Ideally, data would be separated into distinct training, test and validation sets. However, the relative scarcity of cleavage sites, and their different levels of reliability, present a challenge when preparing datasets for classification, and necessitate a different approach. A validation set consisting of a random quarter of the data was held out and used for parameter optimization. The rest of the data were used, once optimal parameters were chosen, in cross-validation to evaluate performance. When training, only the most reliable proteolytic sites, namely, sites that were marked VALIDATED, were used as positive examples, while a subset of the sites marked NON was used as negative examples. For the purpose of performance evaluation, on the other hand, it is important to use a set representative of all data. Thus, in the parts of the data used for testing, proteolytic sites that were marked VALIDATED or POTENTIAL were labeled positive, while those marked NON or AMBG were labeled negative.

Homologous sequences raise special difficulties due to the relationship between redundancy and information. It is therefore essential to handle them with care. One approach is to discard some of the protein sequences, in a way that maximizes coverage and minimizes redundancy (Hobohm et al., 1992) . The weakness of this approach is that it prevents learning from the subtle changes that exist between very similar sequences. For this reason, and due to the scarcity of annotated data, others and we decided to use all available data. This approach requires special precautions in order to minimize the risk of overestimating the predictive performance owing to training set and test set similarities. One way to avoid training and testing on homologous data is to divide the data into several partitions based on a phylogenetic tree, and then calculate the performance by cross-validation (Duckert et al., 2004) . We used a different approach, which is described in what follows. We argue that the task of classifying a site is naturally divided into two cases, depending on whether or not this site is similar (to a degree, homologous) to a known proteolytic site, i.e. a proteolytic site present in the training set. Classifying 'seen before' sites and 'new' sites are tasks that are different in nature, and have a different level of difficulty. This implies the need for two methods of classification, and, more important, for separate performance evaluation for the two tasks. In order to discriminate between the classification tasks, we analyzed 18-mers, arranged symmetrically around a potential proteolytic site, which were marked as VALIDATED or POTENTIAL. Each 18-mer was compared to its most similar known proteolytic site, and the number of identical residues was counted. Our analysis confirmed that 18-mer sites that share more than nine residues with a known proteolytic site are most likely to be proteolytic sites themselves ( Figure S1 ).

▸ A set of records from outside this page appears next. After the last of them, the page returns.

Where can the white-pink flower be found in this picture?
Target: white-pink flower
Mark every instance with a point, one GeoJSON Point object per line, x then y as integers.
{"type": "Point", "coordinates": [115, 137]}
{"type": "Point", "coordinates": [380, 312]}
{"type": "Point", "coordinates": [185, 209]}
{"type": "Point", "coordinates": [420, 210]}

We chose this threshold for dividing the data into 'new' and 'seen before' sites. The number of identical residues to the closest known proteolytic site was also used as an additional input feature for the classifier. This feature improves the classification results ( Figure S2 ). Figure 1 reveals that, as expected, the tasks of classifying 'seen before' sites and classifying 'new' sites, are different in nature, and confirms the need for two separate performance evaluations. In addition, a classifier trained to identify 'new' sites was more successful at identifying 'new' sites than a classifier trained to identify 'seen before' sites ( Figure 1B ).

3.3.1 Parameter tuning A quarter of the data was picked out at random to serve only for tuning parameters, while the rest was used at the tuning stage for training. The held out set was divided into 'seen before' and 'new' sites, based on the maximal similarity to known sites in the training set. The two classifiers, for 'seen before' sites and for 'new' sites, were then, separately, optimized by evaluating precision vs. recall graphs based on the raw score output of Random Forest (RF). The inputs to the classifier were (i) a symmetrical window around the site, and (ii) the maximal identity to a known cleavage site, divided by the window size. For the classifier specialized in 'seen before' sites, we used a symmetrical window of 20 residues surrounding each site, a negative set 50 times larger than the positive set, and the internal weighting mechanism of RF was set to give a weight of 50 to the positive set, and 1 to the negative set. Mtry was set to 5, and 200 trees were found to be sufficient. For the classifier aimed at identifying 'new' proteolytic sites, we used a symmetrical window of 12 residues around each site, a negative set 50 times larger than the positive set, and the internal weighting was set to 2 for the positive set and 1 for the negative set. Mtry was set to 2 and 200 trees were again found to be sufficient. For the SVM classifier, we tried different polynomial kernels. The best degrees were found to be 4 and 6 for the 'seen before' and 'new' classifiers, respectively. The vectors fed to the SVMs were in sparse representation (Qian and Sejnowski, 1988) . The maximal identity value was used with the SVM the same way as with the RF classifier.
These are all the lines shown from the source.